Although my son enjoyed working with these materials – you will see that he had little interest in following directions to make my version of a ladybug! And that’s okay! Definitely a craft for ages 4+ when kids are old enough to follow step-by-step directions.
This project idea doesn’t have to be a ladybug either – it could be any insect (or arachnid!) your child chooses. Just change the paint colours and wing colours. Remember to go where your child’s interests are and the learning and fun will come!
Check out my new “Onetimethrough’s Philosophy” page to see more about my philosophy on teaching and learning with children.
Making the Ladybug Craft
- a styrofoam circle about a few centimeters thick (or 1″)
- red and black fun foam (we got sparkly foam!)
- 2 googly eyes
- 2 black and 1 white pipecleaner
- red and black acrylic paint and a large paintbrush
- 2 paper fasteners if you want the wings to be moveable
1. Have your child paint the styrofoam circle red. For my guy, I poured the paint onto the circle for him and he spread it around.
2. Depending on your child’s skill with scissors, you may want to do this part. Find something circular to trace around that is smaller than your foam circle and cut it out. You will use half of that circle for the ladybug head. Also trace the styrofoam “body” out on the red fun foam and cut that in half for wings. Lastly, cut out a long, skinny line of black fun foam. Onetime played with these fun foam parts creating first a train track and then a pirate! I’m not surprised about either of his ideas – especially the pirate one, after all the pirate crafts we did around here over the last month! (Check out previous blogs to find our treasure hunt, pirate-themed felt storyboard, sponge pirate ship, and toilet paper roll pirates.)

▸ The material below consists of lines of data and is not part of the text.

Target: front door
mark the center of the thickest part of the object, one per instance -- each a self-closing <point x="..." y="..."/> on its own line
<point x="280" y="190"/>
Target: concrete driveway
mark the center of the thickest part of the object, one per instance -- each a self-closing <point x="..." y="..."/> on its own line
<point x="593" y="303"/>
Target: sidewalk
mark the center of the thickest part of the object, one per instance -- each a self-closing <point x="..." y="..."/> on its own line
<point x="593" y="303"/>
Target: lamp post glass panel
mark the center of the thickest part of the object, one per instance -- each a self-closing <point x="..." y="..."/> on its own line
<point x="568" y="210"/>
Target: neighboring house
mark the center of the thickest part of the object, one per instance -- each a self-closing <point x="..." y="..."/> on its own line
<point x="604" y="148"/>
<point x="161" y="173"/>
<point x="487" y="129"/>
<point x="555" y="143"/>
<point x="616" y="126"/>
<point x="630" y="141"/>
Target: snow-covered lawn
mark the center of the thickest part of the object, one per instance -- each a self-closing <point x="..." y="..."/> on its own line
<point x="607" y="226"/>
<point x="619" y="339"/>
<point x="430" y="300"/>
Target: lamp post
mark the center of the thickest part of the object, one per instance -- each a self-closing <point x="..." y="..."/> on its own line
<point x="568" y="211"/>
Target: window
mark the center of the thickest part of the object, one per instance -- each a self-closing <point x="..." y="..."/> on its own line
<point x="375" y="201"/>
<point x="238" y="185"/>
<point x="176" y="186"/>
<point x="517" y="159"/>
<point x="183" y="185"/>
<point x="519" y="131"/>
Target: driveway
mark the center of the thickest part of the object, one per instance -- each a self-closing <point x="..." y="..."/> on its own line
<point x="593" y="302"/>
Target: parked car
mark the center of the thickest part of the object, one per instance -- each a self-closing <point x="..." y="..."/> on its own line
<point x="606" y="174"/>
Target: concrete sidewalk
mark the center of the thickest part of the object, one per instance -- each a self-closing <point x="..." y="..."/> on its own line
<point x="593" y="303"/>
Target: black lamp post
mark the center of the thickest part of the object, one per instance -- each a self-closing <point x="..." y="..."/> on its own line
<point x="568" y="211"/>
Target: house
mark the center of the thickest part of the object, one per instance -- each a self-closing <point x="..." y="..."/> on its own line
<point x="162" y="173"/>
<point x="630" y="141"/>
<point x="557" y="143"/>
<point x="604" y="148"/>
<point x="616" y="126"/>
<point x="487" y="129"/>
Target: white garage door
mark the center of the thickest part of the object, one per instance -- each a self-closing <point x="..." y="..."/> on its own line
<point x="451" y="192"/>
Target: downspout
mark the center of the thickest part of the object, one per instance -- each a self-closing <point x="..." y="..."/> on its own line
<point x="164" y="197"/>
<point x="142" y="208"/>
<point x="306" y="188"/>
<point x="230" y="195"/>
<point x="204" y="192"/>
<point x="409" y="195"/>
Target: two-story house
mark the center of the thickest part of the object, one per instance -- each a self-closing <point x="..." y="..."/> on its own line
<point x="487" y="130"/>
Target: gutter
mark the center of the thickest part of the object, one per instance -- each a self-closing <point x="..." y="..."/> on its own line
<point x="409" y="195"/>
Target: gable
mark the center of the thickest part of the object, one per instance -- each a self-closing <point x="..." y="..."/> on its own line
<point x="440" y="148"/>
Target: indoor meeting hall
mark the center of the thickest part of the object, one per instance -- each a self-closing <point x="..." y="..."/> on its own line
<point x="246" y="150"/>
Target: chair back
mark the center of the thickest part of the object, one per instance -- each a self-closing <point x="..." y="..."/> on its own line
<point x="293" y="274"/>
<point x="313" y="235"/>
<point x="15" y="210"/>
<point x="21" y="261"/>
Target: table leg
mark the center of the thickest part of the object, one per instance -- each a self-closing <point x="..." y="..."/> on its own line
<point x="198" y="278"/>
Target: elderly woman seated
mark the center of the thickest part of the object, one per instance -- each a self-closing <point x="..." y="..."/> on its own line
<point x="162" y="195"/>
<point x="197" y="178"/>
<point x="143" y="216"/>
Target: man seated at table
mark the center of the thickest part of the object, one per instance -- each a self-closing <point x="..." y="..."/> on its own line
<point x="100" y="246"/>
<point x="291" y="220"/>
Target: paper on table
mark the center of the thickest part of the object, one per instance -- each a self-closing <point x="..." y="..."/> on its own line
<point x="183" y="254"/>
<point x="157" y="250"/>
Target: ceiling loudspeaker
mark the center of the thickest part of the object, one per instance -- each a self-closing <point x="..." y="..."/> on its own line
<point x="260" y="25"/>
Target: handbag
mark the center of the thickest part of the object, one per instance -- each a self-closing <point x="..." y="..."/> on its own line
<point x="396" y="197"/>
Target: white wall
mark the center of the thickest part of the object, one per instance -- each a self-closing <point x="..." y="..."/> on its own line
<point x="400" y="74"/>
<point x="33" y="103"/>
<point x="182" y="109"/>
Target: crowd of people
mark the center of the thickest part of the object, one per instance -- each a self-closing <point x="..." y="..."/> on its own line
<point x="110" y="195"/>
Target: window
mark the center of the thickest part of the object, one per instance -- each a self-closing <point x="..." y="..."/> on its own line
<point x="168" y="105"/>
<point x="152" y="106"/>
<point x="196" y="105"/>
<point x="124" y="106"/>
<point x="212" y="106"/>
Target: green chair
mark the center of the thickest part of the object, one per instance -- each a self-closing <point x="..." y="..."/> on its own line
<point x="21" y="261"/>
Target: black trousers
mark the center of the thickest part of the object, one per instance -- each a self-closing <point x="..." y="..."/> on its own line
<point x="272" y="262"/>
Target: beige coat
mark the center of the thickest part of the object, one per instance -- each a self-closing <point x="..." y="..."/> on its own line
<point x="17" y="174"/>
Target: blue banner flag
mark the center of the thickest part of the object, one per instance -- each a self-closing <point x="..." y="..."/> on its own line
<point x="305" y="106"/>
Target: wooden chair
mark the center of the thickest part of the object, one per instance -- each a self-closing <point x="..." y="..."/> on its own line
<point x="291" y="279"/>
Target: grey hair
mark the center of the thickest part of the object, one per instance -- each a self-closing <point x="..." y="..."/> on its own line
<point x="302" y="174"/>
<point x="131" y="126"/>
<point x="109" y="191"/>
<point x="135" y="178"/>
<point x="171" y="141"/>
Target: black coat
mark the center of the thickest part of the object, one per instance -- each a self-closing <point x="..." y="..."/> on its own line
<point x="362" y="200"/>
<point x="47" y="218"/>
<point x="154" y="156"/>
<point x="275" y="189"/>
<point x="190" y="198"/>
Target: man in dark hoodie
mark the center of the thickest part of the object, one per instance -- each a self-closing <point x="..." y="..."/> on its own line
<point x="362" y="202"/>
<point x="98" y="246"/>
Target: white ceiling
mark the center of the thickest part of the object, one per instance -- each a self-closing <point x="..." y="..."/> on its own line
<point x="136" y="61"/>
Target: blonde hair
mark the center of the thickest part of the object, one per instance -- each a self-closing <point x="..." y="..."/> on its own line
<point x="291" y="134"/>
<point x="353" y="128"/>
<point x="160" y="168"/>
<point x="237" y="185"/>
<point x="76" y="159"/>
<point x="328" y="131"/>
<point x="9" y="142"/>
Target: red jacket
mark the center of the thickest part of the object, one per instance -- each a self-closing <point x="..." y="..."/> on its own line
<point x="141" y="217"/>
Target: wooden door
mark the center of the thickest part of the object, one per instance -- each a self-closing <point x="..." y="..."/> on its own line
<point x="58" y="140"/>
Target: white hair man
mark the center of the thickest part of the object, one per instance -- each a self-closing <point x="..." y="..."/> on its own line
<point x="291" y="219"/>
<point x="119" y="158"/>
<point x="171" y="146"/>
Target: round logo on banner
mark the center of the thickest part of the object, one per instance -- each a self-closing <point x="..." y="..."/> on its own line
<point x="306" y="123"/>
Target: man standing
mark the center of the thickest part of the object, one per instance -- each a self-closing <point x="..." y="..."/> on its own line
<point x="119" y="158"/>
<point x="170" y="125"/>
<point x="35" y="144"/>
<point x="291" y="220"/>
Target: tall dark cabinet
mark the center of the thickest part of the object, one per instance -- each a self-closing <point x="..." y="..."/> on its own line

3. Using a butter knife, slice a slot into the side of the foam circle and insert the black foam for the head. Have your child glue the eyes onto the head and glue the black dividing line down the middle of the bug.
4. Cut the white pipecleaner in half to make two antennae and have your child stick them into the foam below the black head.
Cut each of the black pipecleaners into 3 pieces to make a total of 6 legs. Have your child stick the 6 legs into the foam body.
SCIENCE TIP: This is a great time to talk about insects and how they all have 6 legs (Did you know that spiders are not officially classified as insects? They are arachnids!) Also – chat about how insects use their antennae to smell and taste their environment! Cool!
Just had to show you this picture of Onetime’s creation of a train track going into a tunnel – he definitely wanted to do his own thing with these supplies! However – my point is that he put all the pipecleaners in himself – great fine-motor practice.
5. Have your child use the sponge paint dabber to paint black dots onto the ladybug’s back – or just glue fun foam circles if you want to avoid more paint!
6. Have your child attach the wings onto the ladybug’s back using paper fasteners. Now they can open and close!
Preschoolers really do enjoy taking crafting materials and making things – they just want the process to be open-ended! Always a good thing to remember when planning something you think your child might enjoy doing!
Have you ever planned a craft for your kiddo that they took in an unexpected direction? I’d love to hear about it!